Consistent with Wertheim, the Federal Circuit said that even though the recited ranges need not be disclosed, Indivior’s priority application disclosed nothing suggesting the claimed ranges were “contemplated as an aspect of the invention.” Indivior, Slip Op. at 9. Disclosure of unbound ranges (e.g., at least 25%, at least 50%), in contrast to the bounded range in Wertheim, was not enough to satisfy the written description requirement. Example compositions having multiple polymers in amounts that, once aggregated, fall within or happen to be end points of the newly-recited ranges also were not enough:

Here, one must select several components, add up the individual values, determine the aggregate percentages, and then couple those aggregate percentages with other examples in the [priority] application to create an otherwise unstated range. That is not a written description of the claimed range.

Id. at 10. Substantial evidence, according to the court, therefore supported the Board’s conclusion that Indivior’s priority application did not adequately describe the patent claims reciting ranges, although it did adequately describe the claim not reciting a range (claim 8). The court therefore affirmed the Board’s decision. Id. at 11–12.

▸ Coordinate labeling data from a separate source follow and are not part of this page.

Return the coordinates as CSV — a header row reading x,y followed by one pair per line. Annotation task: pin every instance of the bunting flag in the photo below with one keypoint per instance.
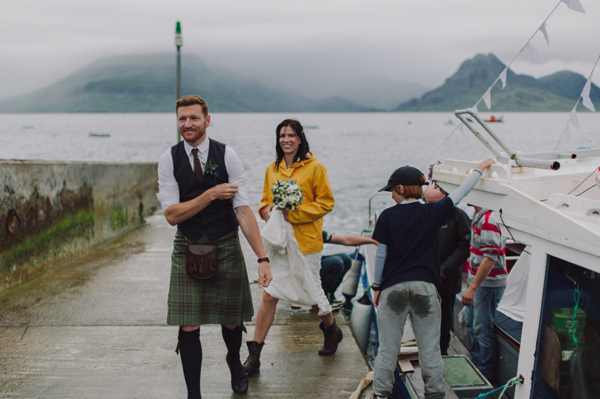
x,y
585,95
573,117
448,145
530,52
567,136
461,127
574,5
487,98
545,32
503,77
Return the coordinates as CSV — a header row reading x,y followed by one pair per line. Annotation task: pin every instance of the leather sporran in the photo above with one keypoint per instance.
x,y
201,261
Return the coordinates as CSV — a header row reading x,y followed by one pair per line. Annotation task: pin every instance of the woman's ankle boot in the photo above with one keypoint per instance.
x,y
252,363
333,336
233,341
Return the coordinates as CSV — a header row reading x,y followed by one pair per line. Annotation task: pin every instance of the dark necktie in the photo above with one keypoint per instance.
x,y
197,167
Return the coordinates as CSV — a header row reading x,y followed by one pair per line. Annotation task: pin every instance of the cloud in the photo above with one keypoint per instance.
x,y
310,45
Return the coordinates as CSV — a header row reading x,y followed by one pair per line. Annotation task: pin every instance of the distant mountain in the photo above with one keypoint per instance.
x,y
146,83
557,92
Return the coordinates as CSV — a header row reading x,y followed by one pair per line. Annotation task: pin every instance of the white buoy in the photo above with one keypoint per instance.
x,y
350,283
360,321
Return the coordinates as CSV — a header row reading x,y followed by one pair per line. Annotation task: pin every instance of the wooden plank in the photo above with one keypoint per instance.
x,y
406,366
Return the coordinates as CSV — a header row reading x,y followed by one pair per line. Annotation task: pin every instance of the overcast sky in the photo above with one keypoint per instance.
x,y
309,45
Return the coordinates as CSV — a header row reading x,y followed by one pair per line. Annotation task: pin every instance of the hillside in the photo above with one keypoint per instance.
x,y
557,92
146,83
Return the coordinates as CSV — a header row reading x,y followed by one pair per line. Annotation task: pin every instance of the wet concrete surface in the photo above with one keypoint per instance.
x,y
95,328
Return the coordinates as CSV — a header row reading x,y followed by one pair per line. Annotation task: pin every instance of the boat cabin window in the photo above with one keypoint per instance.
x,y
568,352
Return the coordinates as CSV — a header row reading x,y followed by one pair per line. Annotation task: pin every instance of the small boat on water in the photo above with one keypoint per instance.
x,y
494,119
548,203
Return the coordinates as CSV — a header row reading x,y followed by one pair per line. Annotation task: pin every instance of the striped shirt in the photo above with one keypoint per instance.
x,y
487,241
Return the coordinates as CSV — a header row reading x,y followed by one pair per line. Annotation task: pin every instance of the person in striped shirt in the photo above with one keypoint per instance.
x,y
487,281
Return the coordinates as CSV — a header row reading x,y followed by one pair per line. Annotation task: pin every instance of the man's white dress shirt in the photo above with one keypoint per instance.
x,y
168,189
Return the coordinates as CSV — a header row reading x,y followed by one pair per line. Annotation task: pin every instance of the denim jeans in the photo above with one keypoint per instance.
x,y
480,324
333,268
420,300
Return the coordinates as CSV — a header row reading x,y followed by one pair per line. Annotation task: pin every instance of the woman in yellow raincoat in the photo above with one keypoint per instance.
x,y
295,161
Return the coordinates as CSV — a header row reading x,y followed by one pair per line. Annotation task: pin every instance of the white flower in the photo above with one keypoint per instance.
x,y
287,194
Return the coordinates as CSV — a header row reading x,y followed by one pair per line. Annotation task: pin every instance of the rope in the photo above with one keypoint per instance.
x,y
512,382
576,296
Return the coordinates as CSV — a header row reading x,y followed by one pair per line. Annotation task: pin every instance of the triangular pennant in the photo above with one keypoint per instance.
x,y
449,149
503,77
585,95
545,32
574,5
461,127
530,52
487,98
573,118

Judge Rich long ago noted that, in written description cases, “[t]he primary consideration is factual and depends on the nature of the invention and the amount of knowledge imparted to those skilled in the art by the disclosure.” Wertheim, 541 F.2d at 262. The dissent identified record facts that might support a conclusion contrary to the one the Board and the court’s majority reached. But given the deferential standard of appellate review, the dissent’s remarks seem academic. See, e.g., In re NTP, Inc., 654 F3d 1279, 1292 (Fed. Cir. 2011) (noting the “Court does not reweigh evidence on appeal, but rather determines whether substantial evidence supports the Board’s fact findings”). Here, prolonged, and perhaps tortuous, prosecution—including four earlier abandoned continuation applications—led to the Patent Office eventually issuing Indivior a patent with claims reciting ranges invented years after the relevant priority applications were filed and published. Ultimately, what Indivior unsuccessfully argued supported the claimed ranges, anticipated those ranges.